The best predictorprescriptor pair is obtained by solving a distributionally robust optimization problem over all distributions within a given relative entropy distance from the empirical distribution of the data. Datadriven robust optimization for steam systems in ethylene. A datadriven robust optimization ddro methodology is proposed to deal with uncertainty in the optimization of steam system in an ethylene plant. Distributionally robust optimization under moment uncertainty 2 operations research 000, pp. Datadriven and distributionally robust optimization and applications part 12.

Robust optimization is a field of optimization theory that deals with optimization problems in which a certain measure of robustness is sought against uncertainty that can be represented. Send your exam by mail in pdf by monday 23032020 at 8pm. Motivated by this growing availability, we propose a novel schema for utilizing data to design uncertainty sets for robust optimization using statistical hypothesis tests. The main contribution of this paper is that we propose a datadriven robust portfolio optimization model based on relative entropy constraints combined with instancebased risk assessment. Cooperative datadriven distributionally robust optimization. Datadriven robust optimization model the uncertain parameters, the enthalpies of the inlet h st in u st 1 and extraction steams h st ext u st 2, are calculated by iapwsif97 based on. Robust optimization in electric power system operations duration. For example, data driven robust optimization can be used in complex supply chain optimization.
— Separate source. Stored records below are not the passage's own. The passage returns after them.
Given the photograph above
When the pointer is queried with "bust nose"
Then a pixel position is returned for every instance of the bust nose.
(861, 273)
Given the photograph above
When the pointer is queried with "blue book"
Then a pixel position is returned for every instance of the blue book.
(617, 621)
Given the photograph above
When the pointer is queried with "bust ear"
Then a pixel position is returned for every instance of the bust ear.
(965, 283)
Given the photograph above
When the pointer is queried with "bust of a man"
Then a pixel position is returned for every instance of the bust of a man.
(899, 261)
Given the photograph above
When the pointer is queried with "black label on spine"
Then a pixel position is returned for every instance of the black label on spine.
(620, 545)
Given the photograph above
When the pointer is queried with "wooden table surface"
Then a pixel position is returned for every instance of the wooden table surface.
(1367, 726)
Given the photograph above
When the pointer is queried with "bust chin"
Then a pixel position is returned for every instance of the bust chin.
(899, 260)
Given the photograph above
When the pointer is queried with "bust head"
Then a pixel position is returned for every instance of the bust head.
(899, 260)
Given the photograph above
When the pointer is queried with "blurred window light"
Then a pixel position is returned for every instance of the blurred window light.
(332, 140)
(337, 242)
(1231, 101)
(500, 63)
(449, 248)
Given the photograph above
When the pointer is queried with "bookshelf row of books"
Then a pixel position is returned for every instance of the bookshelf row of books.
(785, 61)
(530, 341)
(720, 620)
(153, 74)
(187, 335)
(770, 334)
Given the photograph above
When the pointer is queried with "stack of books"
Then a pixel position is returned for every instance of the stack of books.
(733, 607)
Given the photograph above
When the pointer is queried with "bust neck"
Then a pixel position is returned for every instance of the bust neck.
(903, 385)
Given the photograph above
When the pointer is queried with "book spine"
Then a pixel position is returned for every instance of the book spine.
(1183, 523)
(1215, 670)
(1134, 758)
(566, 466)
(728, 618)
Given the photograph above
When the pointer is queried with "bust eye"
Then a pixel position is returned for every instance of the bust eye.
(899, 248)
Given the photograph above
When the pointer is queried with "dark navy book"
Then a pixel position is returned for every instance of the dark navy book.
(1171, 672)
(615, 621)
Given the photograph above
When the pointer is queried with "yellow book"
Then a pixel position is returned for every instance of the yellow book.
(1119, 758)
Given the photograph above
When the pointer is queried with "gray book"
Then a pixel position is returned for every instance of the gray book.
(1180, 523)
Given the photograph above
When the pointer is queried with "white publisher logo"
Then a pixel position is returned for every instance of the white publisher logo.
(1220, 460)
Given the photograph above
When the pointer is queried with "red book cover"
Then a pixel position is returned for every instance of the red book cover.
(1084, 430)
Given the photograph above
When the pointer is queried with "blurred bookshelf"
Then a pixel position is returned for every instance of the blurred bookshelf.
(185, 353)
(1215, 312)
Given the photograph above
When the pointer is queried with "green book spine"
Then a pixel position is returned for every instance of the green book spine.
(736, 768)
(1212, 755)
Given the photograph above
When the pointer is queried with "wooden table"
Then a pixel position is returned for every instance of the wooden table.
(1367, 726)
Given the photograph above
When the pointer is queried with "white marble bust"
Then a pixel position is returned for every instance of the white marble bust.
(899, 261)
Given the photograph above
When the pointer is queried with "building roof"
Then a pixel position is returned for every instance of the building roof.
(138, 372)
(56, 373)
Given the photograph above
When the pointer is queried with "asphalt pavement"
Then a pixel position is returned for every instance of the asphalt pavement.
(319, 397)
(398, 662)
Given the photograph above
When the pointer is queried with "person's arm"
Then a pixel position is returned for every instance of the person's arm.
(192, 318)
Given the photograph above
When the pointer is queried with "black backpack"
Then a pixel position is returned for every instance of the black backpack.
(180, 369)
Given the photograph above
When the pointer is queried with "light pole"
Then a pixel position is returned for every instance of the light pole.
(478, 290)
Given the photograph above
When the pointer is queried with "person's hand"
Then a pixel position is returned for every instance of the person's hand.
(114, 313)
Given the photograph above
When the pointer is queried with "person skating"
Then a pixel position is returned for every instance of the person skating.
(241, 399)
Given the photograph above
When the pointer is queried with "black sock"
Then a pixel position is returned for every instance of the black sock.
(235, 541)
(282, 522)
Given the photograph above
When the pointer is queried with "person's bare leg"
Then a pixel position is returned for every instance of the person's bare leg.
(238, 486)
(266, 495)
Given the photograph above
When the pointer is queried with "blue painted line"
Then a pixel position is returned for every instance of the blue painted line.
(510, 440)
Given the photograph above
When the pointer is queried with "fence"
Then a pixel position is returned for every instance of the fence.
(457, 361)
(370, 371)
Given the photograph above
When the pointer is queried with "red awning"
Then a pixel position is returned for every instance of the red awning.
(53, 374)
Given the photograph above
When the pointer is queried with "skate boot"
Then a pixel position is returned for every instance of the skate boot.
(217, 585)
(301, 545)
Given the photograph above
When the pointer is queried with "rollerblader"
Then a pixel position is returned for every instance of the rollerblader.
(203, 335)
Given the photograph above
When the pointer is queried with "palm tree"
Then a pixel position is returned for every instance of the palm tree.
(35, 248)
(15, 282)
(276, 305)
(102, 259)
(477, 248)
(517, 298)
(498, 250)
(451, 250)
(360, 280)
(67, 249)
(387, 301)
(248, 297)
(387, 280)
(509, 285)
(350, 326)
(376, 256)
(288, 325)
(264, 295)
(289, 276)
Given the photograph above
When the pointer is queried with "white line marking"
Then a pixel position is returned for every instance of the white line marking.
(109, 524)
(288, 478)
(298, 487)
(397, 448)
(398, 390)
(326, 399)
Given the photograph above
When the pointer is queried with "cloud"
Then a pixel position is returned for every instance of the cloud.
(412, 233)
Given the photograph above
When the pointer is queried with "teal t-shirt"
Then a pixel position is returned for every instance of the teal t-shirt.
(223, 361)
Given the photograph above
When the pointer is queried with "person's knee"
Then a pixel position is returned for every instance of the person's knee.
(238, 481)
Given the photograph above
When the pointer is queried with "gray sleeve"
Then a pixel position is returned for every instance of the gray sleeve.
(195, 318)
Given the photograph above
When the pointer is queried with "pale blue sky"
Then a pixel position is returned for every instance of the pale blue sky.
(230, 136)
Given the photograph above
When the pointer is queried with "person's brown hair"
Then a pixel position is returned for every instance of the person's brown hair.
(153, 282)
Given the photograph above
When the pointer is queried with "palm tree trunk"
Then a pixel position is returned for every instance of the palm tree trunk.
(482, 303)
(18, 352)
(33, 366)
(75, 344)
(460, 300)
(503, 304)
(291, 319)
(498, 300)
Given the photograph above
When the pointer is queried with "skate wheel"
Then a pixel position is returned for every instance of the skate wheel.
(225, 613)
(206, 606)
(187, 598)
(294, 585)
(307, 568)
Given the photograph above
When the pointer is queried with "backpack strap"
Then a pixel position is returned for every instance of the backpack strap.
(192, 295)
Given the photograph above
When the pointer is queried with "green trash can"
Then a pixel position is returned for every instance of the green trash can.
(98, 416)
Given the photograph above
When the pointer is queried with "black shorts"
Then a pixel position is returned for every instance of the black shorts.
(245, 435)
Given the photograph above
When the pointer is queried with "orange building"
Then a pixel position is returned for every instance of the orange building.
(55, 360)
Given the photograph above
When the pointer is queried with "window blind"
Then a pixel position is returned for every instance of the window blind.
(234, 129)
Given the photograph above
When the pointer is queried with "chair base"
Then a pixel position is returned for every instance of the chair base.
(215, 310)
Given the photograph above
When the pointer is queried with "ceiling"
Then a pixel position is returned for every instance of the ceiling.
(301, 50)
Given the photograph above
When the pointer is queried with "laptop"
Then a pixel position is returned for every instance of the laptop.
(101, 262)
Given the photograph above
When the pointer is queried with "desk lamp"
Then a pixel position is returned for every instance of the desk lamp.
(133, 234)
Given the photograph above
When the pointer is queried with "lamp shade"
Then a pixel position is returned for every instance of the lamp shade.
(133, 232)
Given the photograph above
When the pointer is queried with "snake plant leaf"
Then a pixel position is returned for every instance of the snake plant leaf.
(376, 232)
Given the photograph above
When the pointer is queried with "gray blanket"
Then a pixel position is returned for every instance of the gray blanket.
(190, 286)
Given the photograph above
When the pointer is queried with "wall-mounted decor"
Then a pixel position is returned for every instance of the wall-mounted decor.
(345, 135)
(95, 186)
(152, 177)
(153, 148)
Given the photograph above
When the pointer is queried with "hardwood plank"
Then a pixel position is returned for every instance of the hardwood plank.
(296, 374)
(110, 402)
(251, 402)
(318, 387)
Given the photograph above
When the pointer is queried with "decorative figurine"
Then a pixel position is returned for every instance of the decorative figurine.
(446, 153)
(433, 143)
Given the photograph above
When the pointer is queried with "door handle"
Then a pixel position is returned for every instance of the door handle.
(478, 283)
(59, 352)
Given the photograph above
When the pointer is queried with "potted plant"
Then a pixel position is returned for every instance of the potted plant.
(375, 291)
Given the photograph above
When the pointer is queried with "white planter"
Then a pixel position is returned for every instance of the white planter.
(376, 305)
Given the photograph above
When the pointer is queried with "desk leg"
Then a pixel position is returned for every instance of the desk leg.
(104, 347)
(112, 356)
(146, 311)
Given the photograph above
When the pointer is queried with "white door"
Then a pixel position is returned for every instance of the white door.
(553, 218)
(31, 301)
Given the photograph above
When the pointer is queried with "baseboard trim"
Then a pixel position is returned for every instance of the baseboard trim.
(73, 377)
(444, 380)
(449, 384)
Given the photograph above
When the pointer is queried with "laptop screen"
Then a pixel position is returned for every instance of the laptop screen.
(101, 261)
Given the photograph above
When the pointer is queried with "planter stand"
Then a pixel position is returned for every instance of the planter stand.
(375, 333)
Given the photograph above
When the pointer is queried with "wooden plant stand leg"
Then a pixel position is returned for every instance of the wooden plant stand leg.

Follow the moneyball method of datadriven testing and optimization, and youll be on your way to the world series of increased revenues in no time. Data driven distributionally robust optimization using the wasserstein metric. Algorithms and uncertainty sets for datadriven robust.

Datadriven robust optimization is useful in chemical engineering because of the complexity of design problems. Do you agree that a datadriven approach is a must for making your roi shine. Dec 31, 20 the last decade witnessed an explosion in the availability of data for operations research applications. Stephens, m edf statistics for goodness of fit and some.

Datadriven robust optimization under correlated uncertainty. We introduce a simple uncertainty set for arrival rates based on some structural properties of optimal queueing and routing solutions. Computational evidence in portfolio management and queueing confirm that our datadriven sets significantly outperform traditional robust optimization techniques whenever data. Datadriven robust optimization based on kernel learning chao shanga, xiaolin huangb, fengqi you,a asmith school of chemical and biomolecular engineering, cornell university, ithaca, new york 14853, usa binstitute of image processing and pattern recognition, shanghai jiao tong university, shanghai 200400, china abstract we propose piecewise linear kernelbased support vector clustering svc. Send your exam by mail in pdf by monday 23 032020 at 8pm. A novel datadriven adaptive robust optimization framework fill the knowledge gap datadriven decision making under uncertainty 2. In this paper, we propose an e ective data driven approach for robust optimization. The data driven optimization for intelligent and efficient transport doit project takes advantage of the advances in emerging big data technologies to analyse this data with the aim of improving decision making in the transportation industry. Based upon this uncertainty set, we propose a data driven robust optimization framework, which includes both a data driven static robust optimization model and a data driven aro model. Section 3 situates our work in the context of the literature. Datadriven robust optimization for steam systems in. Datadriven distributionally robust optimization using the wasserstein metric. A notable merit of the proposed uncertainty set is that it flexibly adapts to the intrinsic structure and complexity of uncertainty data. Datadriven distributionally robust optimization for power.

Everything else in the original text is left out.